On returning to the stage Jem told us of his long standing hatred of the Mellotron (“the second weapon of prog”), “and this next song has got Mellotron in it, which means we did not write it”…and The Lamb Lies Down On Broadway and Fly On The Windshield came as a wonderful surprise, leading into The Other Me, with a very funky beat to it. And maybe it was just my ears deceiving me, but I thought I heard the drum opening to Rock ‘N’ Roll in the ending to the song. I know I heard “shabba” ! And there was a well-deserved second encore – it seems Declan’s voice had gone, so once he had done a Bez he left the stage, and it appeared that someone from the audience was going to get up and take over until he said he did not sing but he did play the saxophone…but the day was saved by the Cosmic Lawnmower – up he got and produced a fine rendition of I Wish It Could Be Christmas Every Day. It turns out he does sing in a covers band and they had played the song the previous night – still, kudos to him for getting up in front of the crowd after such a performance from Frost* and pulling it off.
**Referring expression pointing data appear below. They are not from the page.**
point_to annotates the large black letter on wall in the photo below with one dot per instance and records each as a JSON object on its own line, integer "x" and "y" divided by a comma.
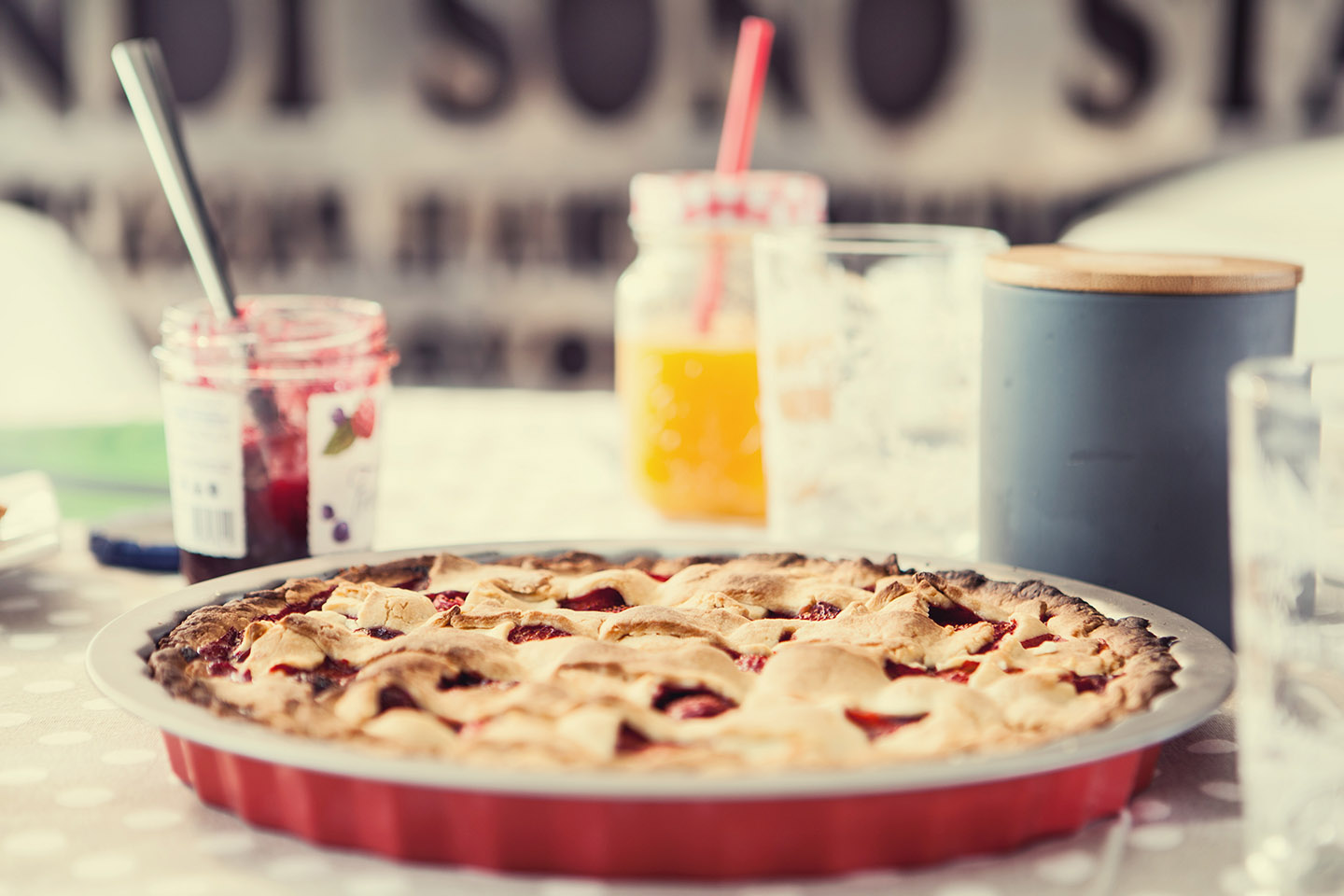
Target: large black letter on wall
{"x": 198, "y": 42}
{"x": 1124, "y": 38}
{"x": 469, "y": 27}
{"x": 901, "y": 52}
{"x": 605, "y": 49}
It was a brilliant gig, one of the best atmospheres I have encountered, a top notch performance, and just perfect interaction between band and audience – so here it was, Merry Christmas, everybody’s having fun.
And I met some famous people ! Adam Hodgson, Rob Cottingham, Moo and Elkie from Touchstone, and had a very interesting chat with Adam – it sounds like 2009 will be an exciting year for them.